3. Concluding Remarks

In this study, the advanced, comprehensive overview of nanosecond-laser generation of colloidal nanoparticles in liquids is presented for the first time based on versatile multi-scale and multi-method experimental characterization of the basic transient stages during this key enabling technological process. The initial nanosecond laser ablation and sub-critical plasma formation are linked to ablated mass injection into, and pressure exertion onto, the contact liquid by the well-known scaling relationships, now also justified for wet ablation.
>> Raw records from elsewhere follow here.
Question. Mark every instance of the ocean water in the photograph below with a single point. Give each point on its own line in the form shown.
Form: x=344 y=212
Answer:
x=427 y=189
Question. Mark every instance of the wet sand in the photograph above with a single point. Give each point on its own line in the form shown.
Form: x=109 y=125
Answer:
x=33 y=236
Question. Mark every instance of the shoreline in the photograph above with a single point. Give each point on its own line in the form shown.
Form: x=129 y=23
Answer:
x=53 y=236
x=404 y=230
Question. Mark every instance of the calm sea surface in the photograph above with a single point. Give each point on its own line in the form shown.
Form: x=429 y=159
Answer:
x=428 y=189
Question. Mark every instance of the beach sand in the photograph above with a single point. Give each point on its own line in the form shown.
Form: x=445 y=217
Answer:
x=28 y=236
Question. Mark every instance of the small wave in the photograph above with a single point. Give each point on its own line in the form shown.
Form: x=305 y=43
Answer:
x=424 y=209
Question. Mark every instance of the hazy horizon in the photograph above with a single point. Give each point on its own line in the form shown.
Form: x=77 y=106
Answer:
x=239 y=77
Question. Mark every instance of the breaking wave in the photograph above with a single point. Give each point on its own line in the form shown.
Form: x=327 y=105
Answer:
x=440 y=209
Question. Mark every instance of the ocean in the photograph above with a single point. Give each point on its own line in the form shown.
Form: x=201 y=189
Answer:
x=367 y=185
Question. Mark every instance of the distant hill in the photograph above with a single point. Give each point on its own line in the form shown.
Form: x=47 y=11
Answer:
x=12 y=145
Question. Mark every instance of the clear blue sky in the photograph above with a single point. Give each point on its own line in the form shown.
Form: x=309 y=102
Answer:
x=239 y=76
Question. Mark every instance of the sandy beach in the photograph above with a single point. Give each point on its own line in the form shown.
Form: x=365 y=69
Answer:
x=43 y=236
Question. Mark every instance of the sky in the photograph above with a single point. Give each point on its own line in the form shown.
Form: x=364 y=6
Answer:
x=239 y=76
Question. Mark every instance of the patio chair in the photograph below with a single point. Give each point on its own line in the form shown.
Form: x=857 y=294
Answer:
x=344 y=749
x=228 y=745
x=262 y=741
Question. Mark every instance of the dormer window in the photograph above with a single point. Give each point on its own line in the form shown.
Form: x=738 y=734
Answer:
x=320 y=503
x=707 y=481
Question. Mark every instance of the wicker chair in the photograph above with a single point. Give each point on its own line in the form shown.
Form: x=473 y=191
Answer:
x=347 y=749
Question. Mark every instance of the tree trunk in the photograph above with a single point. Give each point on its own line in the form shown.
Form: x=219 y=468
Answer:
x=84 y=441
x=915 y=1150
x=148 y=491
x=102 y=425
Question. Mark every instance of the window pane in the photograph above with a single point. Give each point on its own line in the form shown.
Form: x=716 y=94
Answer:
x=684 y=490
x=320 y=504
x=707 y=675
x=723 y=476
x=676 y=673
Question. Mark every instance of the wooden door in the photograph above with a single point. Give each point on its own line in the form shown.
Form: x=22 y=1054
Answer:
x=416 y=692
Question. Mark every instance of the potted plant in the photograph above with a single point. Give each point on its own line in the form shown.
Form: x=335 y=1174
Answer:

The following plasma boost of sub-millisecond, sub-millimeter vapor bubble and its consequent collapse drives a jet expulsion of plasma- and bubble-produced colloidal nanoparticles into the bulk liquid. As a result, the repetitive laser exposure of the same spot demonstrates the additional plasma/bubble formation in the ejected colloid above the ablated surface, indicating, in agreement with our laser scanning tests, the optimal spatial inter-shot separation scale for nanosecond-laser high-throughput nanoparticle manufacturing regimes.